I had a chance to ask Tim Warren, another broker with NAI NorCal, about his opinion of Oakland the East Bay in general. He feels this is one of the best times to buy right now as Cap Rates and debt costs are more inline. With more of a return to office policy from the City of Oakland and other local companies, he feels this is a window to buy real estate with day one cashflow at prices we have not seen in years. We’ll look back one day and appreciate the good buy​-side opportunities of 2024 and 25. 

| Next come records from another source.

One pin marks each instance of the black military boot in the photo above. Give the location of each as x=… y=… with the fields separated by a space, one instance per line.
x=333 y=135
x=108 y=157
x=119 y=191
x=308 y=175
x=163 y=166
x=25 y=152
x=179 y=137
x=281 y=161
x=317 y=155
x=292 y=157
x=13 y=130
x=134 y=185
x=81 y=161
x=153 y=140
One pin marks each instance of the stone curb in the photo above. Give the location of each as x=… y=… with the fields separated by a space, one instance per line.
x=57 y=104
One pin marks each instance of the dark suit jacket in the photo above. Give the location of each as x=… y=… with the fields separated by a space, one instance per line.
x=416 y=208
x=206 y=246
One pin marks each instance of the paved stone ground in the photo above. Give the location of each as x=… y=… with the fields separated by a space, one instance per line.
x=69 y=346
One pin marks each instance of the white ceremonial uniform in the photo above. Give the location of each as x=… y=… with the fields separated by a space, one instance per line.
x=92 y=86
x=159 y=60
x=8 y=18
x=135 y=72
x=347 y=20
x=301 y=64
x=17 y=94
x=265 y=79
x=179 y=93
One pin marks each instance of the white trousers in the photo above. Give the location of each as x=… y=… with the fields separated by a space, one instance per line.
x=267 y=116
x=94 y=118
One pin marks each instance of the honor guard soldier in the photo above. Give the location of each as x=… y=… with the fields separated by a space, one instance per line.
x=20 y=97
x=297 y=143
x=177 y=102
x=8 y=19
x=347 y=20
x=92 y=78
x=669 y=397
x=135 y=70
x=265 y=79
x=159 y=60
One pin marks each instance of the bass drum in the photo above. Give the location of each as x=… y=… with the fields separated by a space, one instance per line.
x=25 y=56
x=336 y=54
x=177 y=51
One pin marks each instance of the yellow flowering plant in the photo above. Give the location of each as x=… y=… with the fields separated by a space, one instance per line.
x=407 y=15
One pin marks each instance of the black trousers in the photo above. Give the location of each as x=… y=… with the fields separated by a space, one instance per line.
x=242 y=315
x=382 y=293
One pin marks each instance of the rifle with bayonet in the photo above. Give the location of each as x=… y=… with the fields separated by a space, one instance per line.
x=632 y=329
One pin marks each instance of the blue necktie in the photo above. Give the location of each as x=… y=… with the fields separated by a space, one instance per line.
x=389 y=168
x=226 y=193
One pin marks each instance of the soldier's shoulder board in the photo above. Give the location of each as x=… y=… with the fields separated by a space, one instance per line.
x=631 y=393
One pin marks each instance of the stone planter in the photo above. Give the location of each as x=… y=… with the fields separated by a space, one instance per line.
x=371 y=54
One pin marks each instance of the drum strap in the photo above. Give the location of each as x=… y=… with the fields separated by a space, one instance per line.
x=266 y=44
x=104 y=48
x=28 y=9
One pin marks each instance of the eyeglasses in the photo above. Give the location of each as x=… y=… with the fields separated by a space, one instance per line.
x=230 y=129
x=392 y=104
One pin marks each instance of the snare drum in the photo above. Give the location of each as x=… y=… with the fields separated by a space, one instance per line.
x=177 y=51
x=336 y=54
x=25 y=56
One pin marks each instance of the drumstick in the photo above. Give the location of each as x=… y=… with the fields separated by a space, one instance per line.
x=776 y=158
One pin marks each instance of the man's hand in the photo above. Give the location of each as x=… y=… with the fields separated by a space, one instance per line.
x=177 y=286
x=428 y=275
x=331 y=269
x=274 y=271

In the East Bay, investors are finally seeing a bottom in values. The market feels like it’s picked up some steam in terms of traffic at open houses, inbound leads on OM’s and a general sense that the recalls are over and Oakland/Alameda County may be turning a positive corner. In speaking to Nils Ratnathicam, a local investor about the market and how local politics shapes his view, he offered the following: 

"The Alameda County apartment market suffered heavily from a political environment that was particularly brutal towards the landlord community.  My expectation is the worst is behind us now that there is a new DA, a mayoral election in Oakland in April, and safety (for the foreseeable future) from a Costa Hawkins repeal.  That said, every investor in Oakland and Alameda County should be pricing in additional risk when compared to neighboring counties.”

Similar to SF’s recall of Chesa Boudin, Oakland and Alameda County needed new leadership to steer the ship back on course. LA also overwhelmingly voted out George Gascon. These areas are heavy Democrat areas, but the citizens expect better safety and quality of life. The business and investment community played a large role in these outcomes. 

 

When asked from clients about where to invest after selling their properties, we often discuss going out of state. Clearly operating costs on utilities, insurance and maintenance will increase this year. It’s inevitable, especially if we get into tariff and trade wars with Canada, Mexico and China. Furthermore, the threat of deportation of non-citizens could limit the labor for the construction industry, further exacerbating construction costs. 

 

While going out of state is tempting, especially if the client is considering leaving California, it’s always tougher to manage from greater distance. It’s why we still see investors stay local and pay a premium for a good location. UC Berkeley student population increased last year, further helping to absorb all the units in Berkeley. Office buildings in Oakland and the greater Bay Area are going through foreclosure and trading at deep discounts. This will enable new owners to charge lower rents and bring more companies back to the core downtowns of SF and Oakland. 

 

While interest rates remain a concern, we are encouraged by investment activity in Q4 24 and the number of pending sales on the MLS. It’s a sign that more attractive pricing on buildings finally has buyers off of the sidelines. Twenty-twenty-five will be exciting to see increased apartment sales volume and for our clients to find profitable buildings to purchase. 

Grant Chappell is principal at NAI NorCal.